We're living in a tech-crazy world, and people—your customers—are obsessed with their gadgets, devices and gaming systems. That's why gamification is the trendiest of buzzwords right now, but many experts are predicting that it is more than just a fad.
What Is Gamification?
In the simplest terms, gamification is the process of turning everyday, routine tasks into a game. Businesses can leverage gamification to transform their customer’s everyday experiences into more engaging and fun processes.
The reality is, human beings have a visceral and centuries-old love for gaming (in fact, board games have been discovered from times as early as 3500BC). Games are in essence a microcosm of society; they each have their own set of rules, and players strategize, unite and fight for victory. Games often involve complexity, politics, alliances, and most importantly, a sense of either failure or accomplishment.
So how can this love of gaming apply to your business? To turn your product or service into a game, you offer customers challenges and then reward them when they overcome those challenges. If customers enjoy the game and feel that the incentives are worth their time, they stay engaged, come back again and again to participate, and encourage others to join the fun through social media.
Gamification can involve simply adding a few gaming elements to an already existing product or system, such as a progress bar, customer competitions or rewards (like coupons) for participation. It can also mean creating an entire product or service that is meant to be experienced as a game, which includes interactive challenges, different levels, trophies and victories.
Examples of Success
The cloud-based storage system Dropbox offers valuable rewards to users who share content with others: more space to use. With a free account, you receive 2GB of storage; however, you can earn more space by taking a tour of the services (250MB), by connecting your account to Facebook or Twitter, leaving comments or following Dropbox on Twitter (125MB), and by referring the service to a friend (500MB per referral up to 16GB).

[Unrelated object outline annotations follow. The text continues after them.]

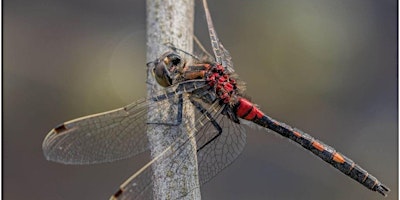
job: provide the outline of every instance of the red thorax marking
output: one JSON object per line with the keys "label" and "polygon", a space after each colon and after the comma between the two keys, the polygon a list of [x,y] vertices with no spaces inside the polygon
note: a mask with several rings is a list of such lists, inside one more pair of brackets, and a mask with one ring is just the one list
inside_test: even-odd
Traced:
{"label": "red thorax marking", "polygon": [[261,118],[264,116],[253,103],[245,98],[239,98],[239,105],[236,111],[236,114],[243,119],[253,120],[255,118]]}

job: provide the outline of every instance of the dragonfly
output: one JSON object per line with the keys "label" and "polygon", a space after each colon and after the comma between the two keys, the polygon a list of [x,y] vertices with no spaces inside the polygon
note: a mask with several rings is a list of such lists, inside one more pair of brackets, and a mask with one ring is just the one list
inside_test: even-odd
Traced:
{"label": "dragonfly", "polygon": [[[187,95],[195,108],[193,134],[177,138],[170,148],[126,180],[110,199],[151,199],[155,178],[151,166],[166,157],[173,160],[183,151],[197,155],[199,183],[206,183],[243,151],[246,143],[243,124],[269,129],[294,141],[366,188],[386,196],[390,189],[353,160],[309,134],[269,117],[244,97],[243,82],[235,73],[232,57],[217,37],[206,0],[203,6],[214,56],[199,59],[171,46],[170,51],[148,63],[157,83],[164,87],[162,94],[62,123],[44,139],[45,157],[64,164],[95,164],[139,155],[149,150],[146,133],[157,126],[148,121],[148,113],[160,102],[177,100],[178,107],[173,109],[177,123],[169,125],[188,123],[182,118],[179,106],[182,96]],[[194,61],[186,62],[180,53],[190,55]],[[191,139],[196,141],[194,150],[185,148]],[[189,187],[188,191],[196,187]]]}

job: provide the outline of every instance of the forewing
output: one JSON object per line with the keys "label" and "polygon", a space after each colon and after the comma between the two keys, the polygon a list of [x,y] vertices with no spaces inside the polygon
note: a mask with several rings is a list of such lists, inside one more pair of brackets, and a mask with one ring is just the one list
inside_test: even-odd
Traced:
{"label": "forewing", "polygon": [[46,136],[44,155],[64,164],[112,162],[137,155],[147,149],[147,110],[143,99],[65,122]]}
{"label": "forewing", "polygon": [[215,61],[222,64],[222,66],[224,66],[226,70],[228,70],[228,72],[233,73],[235,70],[233,69],[232,57],[228,50],[225,49],[224,45],[222,45],[221,41],[219,41],[218,39],[217,32],[214,29],[210,10],[208,9],[206,0],[203,0],[203,5],[207,19],[208,32],[210,34],[211,46],[215,55]]}
{"label": "forewing", "polygon": [[222,128],[221,135],[212,140],[218,134],[218,130],[210,120],[204,126],[197,128],[198,149],[212,140],[197,152],[200,184],[206,183],[235,161],[246,145],[246,133],[243,126],[221,114],[221,109],[223,108],[218,111],[212,107],[207,109]]}

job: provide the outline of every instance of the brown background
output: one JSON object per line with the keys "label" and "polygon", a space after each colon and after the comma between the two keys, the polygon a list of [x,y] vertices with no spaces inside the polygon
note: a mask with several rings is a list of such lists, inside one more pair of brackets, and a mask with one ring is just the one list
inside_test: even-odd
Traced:
{"label": "brown background", "polygon": [[[179,5],[177,5],[179,6]],[[398,198],[397,2],[209,2],[247,95],[348,155]],[[55,125],[145,95],[143,1],[3,1],[4,199],[108,199],[140,159],[44,159]],[[208,44],[196,1],[196,34]],[[248,129],[203,199],[381,199],[286,139]]]}

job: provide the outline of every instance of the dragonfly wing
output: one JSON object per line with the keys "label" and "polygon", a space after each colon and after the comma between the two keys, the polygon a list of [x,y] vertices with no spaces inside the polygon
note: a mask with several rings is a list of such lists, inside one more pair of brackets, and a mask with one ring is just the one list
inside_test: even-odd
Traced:
{"label": "dragonfly wing", "polygon": [[145,99],[108,112],[65,122],[43,141],[48,160],[64,164],[112,162],[147,149]]}
{"label": "dragonfly wing", "polygon": [[210,34],[211,46],[215,55],[215,61],[222,64],[222,66],[224,66],[228,72],[233,73],[235,70],[233,69],[232,57],[218,39],[206,0],[203,0],[203,5],[207,19],[208,32]]}
{"label": "dragonfly wing", "polygon": [[[212,109],[208,110],[211,112]],[[198,148],[212,140],[197,152],[200,184],[206,183],[228,167],[246,145],[246,133],[243,126],[221,114],[220,110],[213,114],[213,119],[222,128],[221,134],[214,140],[212,138],[218,134],[218,131],[210,120],[204,126],[197,128],[199,130],[196,133]]]}

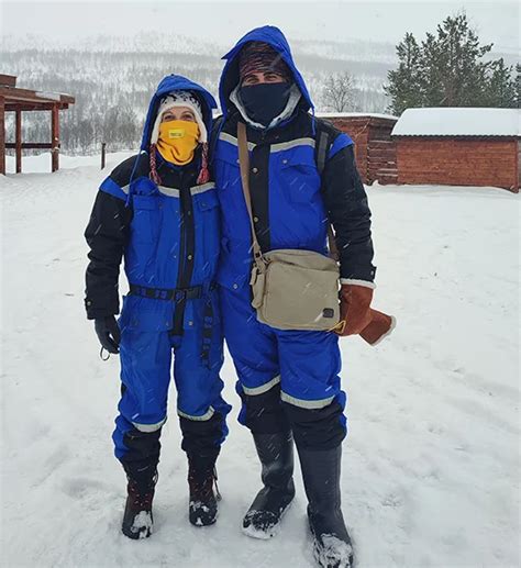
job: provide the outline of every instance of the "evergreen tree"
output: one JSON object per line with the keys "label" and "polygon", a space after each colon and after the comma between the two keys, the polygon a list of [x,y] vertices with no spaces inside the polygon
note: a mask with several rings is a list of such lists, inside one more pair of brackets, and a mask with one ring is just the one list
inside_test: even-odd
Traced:
{"label": "evergreen tree", "polygon": [[480,45],[465,12],[446,18],[436,35],[426,33],[418,44],[411,33],[397,45],[398,69],[388,73],[384,87],[390,110],[409,107],[517,105],[519,81],[502,58],[484,60],[494,44]]}

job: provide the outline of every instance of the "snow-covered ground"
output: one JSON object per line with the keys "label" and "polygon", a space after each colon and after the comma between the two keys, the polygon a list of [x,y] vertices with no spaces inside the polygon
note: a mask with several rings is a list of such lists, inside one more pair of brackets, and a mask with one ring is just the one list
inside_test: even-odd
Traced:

Additionally, last year when the company held its Dropquest scavenger hunt, nearly half a million people participated in order to win 1GB of storage space and other prizes. That kind of reach is invaluable to brand recognition and building awareness for a product.
The mobile network provider created Verizon Insider, a social hub that offers users contests and social initiatives among other benefits. Verizon then rewards customers with badges as they engage with the site. The company integrated Gigya’s Social Login, making it easy for people to register, login and share using a social media profile.
The effort is paying off: More than 50% of customers who visited the site participated in the gaming environment. Additionally, the average customer who used the registered Social Login spent 30% more time in the hub, and those customers generated 15% more page views than customers who didn't register.
The floral wire service uses PowerReviews' Social Loyalty feature to offer customers "points" for posting on Facebook, submitting reviews, answering questions, making comments and responding to customer queries. As customers earn points, Teleflora rewards them with higher-level badges. There's even a leadership board that touts the top "influencers."
Teleflora has seen a 105% increase in their Facebook referrals—and a whopping 92% increase in their conversion rate.
The global coffee company and coffeehouse giant connects with devoted customers through the My Starbucks Reward program, which uses gamification tactics to reward registered players when they buy Starbucks products. As players frequent Starbucks, they move up a level and receive rewards like free coffee.
Last year, 4.5 million customers participated in the My Reward game, accounting for $3 billion in sales.
Although less techy than the other brands listed here, the popular McDonald's Monopoly game has given the fast-food chain a lift in profits regularly since its creation several decades ago. This year, to compensate for lackluster sales in some markets, McDonald's released the game early and saw higher-than-expected sales in July, as people hit the drive-thru to collect pieces in hopes of winning money and prizes.